My aunt told me that whatever bad had to happen, happened,forget him and now start your life. A woman whose husband was away to work for 2 months told me that she knows exactly how i feel.

My relatives keep telling me that i am lucky that i didnt have baby with him.

P. S the last one being the most insensitive

Forget him and start your life?!?! I am so sorry you had to hear that.

Such morons do exist.. I feel so violent inside even hearing their voices

Me too! But when I try to express that to anyone who doesn't "get it" I get scolded for being irrational or I'm taking it too far and then I'm more angry.

That is totally insensitive. Until someone lives the same reality of your loss, they can never understand. I recently had a birthday and I felt just awful that day. Many posted well wishes to me on facebook, so I felt the need to respond, but waited until the next day. I gave my appreciation for all the wonderful posts and also noted that it was a particularly difficult day for me, but I was now on the mend. Well, one of my "friends" posted how long it took her father to recover from the loss of her mother and that the expected time lines of grief were from 3 to 5 years, with exclamation marks emphasizing this protracted time line. Then she proceeded to tell me to take it one day at a time. I really, really took offense to this on many fronts. First, she has never herself lost a spouse so she has no point of reference. Second, why would she attach a time frame to grief, which she probably pulled off the internet. To inform me that I have a looooong way to go? Was that supposed to make me feel better? Lastly, don't tell me to take it one day at a time. I've been there and have been living one day at a time. There is pretty much no other choice. Thanks for letting me rant : )

I find that absolutely no one can say the right thing and comfort me.  I wish I could somehow telepathically tell people to not give advice, don't ask how I am doing.  Just tell me you are thinking of me and hoping I had a good day or something like that.  I hate the "how are you doing" because if I say something vague they always think you are doing great!  Yet if I say anything other than "I'm hanging in there" and express my true feelings I know that is not something someone wants to hear and they almost look at you like they are thinking "why are you telling me this?" or "I regret asking."   It sucks!  I'm glad I can also rant - feels liberating!!!

My stock answer to "How are you?" was always "Compared to what?"

That's good!  But what kind of response did you get from that?  I need to start loading up with good responses. ;)

Usually none.  I guess it's kind of a rude remark, but the truth is that no one really wants to know how you're REALLY doing.  They just want you to say "fine" so they can go about their business.

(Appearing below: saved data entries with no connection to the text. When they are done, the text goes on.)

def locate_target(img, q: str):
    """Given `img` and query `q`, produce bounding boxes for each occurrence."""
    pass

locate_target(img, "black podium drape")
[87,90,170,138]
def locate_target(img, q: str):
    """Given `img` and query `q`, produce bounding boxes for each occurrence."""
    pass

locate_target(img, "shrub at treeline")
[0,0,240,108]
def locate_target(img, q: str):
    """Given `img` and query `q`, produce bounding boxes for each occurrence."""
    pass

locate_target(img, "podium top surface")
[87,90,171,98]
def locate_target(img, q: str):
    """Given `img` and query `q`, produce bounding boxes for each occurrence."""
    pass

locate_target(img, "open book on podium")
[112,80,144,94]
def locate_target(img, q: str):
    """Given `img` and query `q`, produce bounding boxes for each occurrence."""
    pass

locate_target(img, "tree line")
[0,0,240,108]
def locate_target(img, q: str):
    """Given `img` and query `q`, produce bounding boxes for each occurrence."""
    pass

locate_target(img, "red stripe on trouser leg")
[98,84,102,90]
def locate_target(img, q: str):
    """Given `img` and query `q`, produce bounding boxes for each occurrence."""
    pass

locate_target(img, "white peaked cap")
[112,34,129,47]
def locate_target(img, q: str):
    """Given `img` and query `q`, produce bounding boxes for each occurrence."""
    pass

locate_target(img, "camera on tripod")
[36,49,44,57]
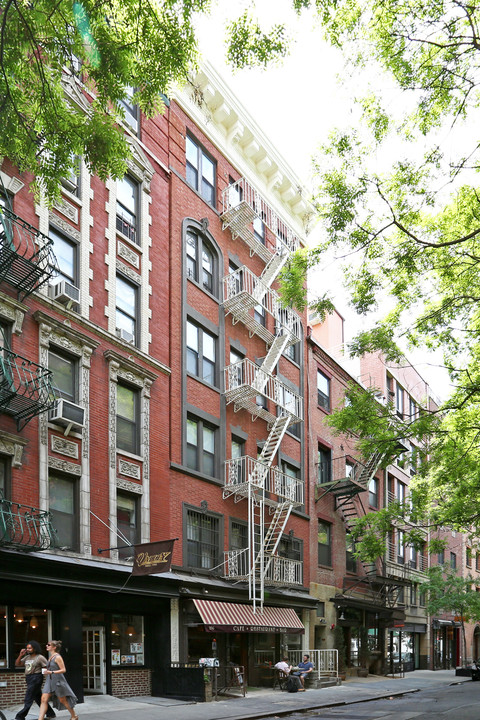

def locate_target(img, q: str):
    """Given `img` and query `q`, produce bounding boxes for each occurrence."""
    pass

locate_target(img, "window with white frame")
[49,227,77,287]
[186,416,217,477]
[186,230,216,295]
[119,86,139,134]
[368,476,378,507]
[49,473,79,551]
[186,134,216,206]
[116,275,138,344]
[117,383,140,455]
[116,175,138,243]
[48,349,77,403]
[117,491,139,560]
[317,370,330,411]
[186,320,217,387]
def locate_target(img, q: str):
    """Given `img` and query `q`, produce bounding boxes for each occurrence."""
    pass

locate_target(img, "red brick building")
[0,61,314,705]
[307,310,438,674]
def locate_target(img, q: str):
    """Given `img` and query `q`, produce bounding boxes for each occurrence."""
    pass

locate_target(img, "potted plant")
[334,626,347,681]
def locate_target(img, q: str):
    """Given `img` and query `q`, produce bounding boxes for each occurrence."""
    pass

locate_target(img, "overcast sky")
[194,4,451,400]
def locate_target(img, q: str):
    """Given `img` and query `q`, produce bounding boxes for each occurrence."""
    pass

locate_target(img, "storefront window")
[13,608,49,660]
[253,633,276,667]
[110,615,144,666]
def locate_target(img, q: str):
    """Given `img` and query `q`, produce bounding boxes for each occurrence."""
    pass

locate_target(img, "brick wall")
[0,672,27,709]
[111,668,152,697]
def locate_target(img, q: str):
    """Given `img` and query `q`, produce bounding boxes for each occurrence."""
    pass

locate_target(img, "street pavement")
[2,670,471,720]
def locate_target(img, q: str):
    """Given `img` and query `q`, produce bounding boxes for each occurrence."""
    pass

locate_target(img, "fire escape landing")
[221,177,304,610]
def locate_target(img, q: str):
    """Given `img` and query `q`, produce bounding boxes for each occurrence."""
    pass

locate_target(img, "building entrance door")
[82,626,106,694]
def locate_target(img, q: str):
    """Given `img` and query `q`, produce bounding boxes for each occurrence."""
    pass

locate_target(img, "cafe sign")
[132,539,175,576]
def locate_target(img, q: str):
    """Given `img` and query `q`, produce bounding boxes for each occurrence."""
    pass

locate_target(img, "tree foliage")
[0,0,292,201]
[421,565,480,664]
[282,0,480,533]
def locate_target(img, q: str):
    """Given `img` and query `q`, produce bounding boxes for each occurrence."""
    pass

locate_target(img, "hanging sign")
[132,539,175,576]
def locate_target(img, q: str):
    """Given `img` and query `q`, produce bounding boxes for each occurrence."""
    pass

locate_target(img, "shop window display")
[110,615,144,666]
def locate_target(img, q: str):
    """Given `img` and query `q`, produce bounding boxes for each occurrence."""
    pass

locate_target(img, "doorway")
[82,626,106,694]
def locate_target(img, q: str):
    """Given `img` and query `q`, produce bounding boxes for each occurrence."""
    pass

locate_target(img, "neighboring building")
[307,311,436,674]
[0,61,315,706]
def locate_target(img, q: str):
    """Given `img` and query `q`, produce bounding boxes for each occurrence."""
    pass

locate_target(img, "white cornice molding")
[172,62,315,239]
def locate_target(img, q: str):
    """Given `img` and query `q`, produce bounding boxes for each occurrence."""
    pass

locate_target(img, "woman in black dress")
[38,640,78,720]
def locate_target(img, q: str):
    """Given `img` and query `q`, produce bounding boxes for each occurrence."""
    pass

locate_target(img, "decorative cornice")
[34,310,99,354]
[48,455,82,476]
[0,291,28,335]
[50,212,81,242]
[0,431,28,468]
[116,476,143,494]
[172,61,315,239]
[104,349,158,385]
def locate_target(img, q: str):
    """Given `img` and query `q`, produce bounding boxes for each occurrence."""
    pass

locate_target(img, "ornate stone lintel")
[116,258,141,285]
[118,458,141,479]
[118,240,140,269]
[0,432,28,468]
[53,197,79,224]
[116,477,143,494]
[51,435,79,459]
[50,213,81,243]
[48,456,82,476]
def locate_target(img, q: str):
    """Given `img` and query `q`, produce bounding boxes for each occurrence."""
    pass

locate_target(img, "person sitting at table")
[274,656,291,674]
[294,653,314,690]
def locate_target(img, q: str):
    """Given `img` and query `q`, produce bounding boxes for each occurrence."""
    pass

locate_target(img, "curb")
[205,683,471,720]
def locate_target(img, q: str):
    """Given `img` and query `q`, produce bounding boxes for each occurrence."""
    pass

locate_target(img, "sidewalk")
[3,670,471,720]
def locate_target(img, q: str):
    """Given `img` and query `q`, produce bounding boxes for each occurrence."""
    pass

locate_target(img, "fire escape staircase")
[221,178,304,609]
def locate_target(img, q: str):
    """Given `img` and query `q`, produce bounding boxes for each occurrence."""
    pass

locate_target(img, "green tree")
[280,0,480,533]
[0,0,292,201]
[421,565,480,666]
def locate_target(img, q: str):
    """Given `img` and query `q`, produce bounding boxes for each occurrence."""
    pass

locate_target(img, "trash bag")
[286,674,302,693]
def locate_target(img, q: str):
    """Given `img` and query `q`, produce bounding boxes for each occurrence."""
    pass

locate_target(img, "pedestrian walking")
[14,641,56,720]
[38,641,78,720]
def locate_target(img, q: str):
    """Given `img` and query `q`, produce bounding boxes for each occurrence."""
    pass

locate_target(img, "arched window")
[185,229,217,297]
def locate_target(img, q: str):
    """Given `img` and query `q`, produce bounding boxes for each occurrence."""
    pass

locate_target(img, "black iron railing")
[0,491,57,551]
[0,206,58,300]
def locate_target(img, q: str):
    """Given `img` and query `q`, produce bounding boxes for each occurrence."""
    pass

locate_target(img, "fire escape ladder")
[221,177,303,610]
[336,493,382,602]
[259,249,289,289]
[356,450,386,488]
[253,335,290,394]
[258,414,290,467]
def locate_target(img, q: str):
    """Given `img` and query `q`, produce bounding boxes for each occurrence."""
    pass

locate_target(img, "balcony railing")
[386,541,428,572]
[223,548,303,587]
[0,493,56,551]
[224,358,303,424]
[224,455,304,508]
[221,178,300,261]
[0,207,58,300]
[223,266,301,347]
[0,346,56,429]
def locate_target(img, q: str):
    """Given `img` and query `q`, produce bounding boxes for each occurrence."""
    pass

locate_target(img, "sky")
[194,3,451,401]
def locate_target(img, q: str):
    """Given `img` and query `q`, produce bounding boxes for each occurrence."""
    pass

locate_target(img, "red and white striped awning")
[193,599,304,634]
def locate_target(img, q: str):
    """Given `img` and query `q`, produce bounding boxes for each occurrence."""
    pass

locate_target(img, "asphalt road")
[256,681,480,720]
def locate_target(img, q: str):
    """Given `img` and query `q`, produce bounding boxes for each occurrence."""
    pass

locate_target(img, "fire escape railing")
[0,344,56,429]
[221,178,304,609]
[0,491,57,551]
[0,206,58,300]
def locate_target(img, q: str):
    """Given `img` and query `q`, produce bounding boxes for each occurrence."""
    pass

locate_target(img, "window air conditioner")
[116,328,135,344]
[49,398,85,430]
[49,281,80,305]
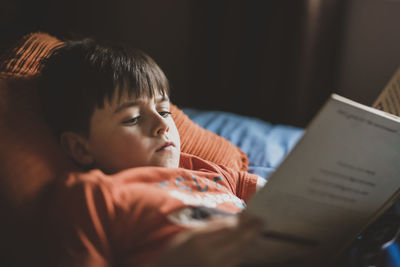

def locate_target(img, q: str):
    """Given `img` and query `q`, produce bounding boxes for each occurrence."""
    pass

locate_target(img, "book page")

Yes, exactly reflecting my thots

Someone at my husband's funeral came up to me and said, "I bet you have been hearing all types of horrid, meaningless things today from people who don't know what to say."  I had not heard anything horrid or meaningless from people who were there and was really unnerved by her callous comment. That was such a negative, insensitive thing to say to me about others who were there to express their sincere love and sorrow for my loss.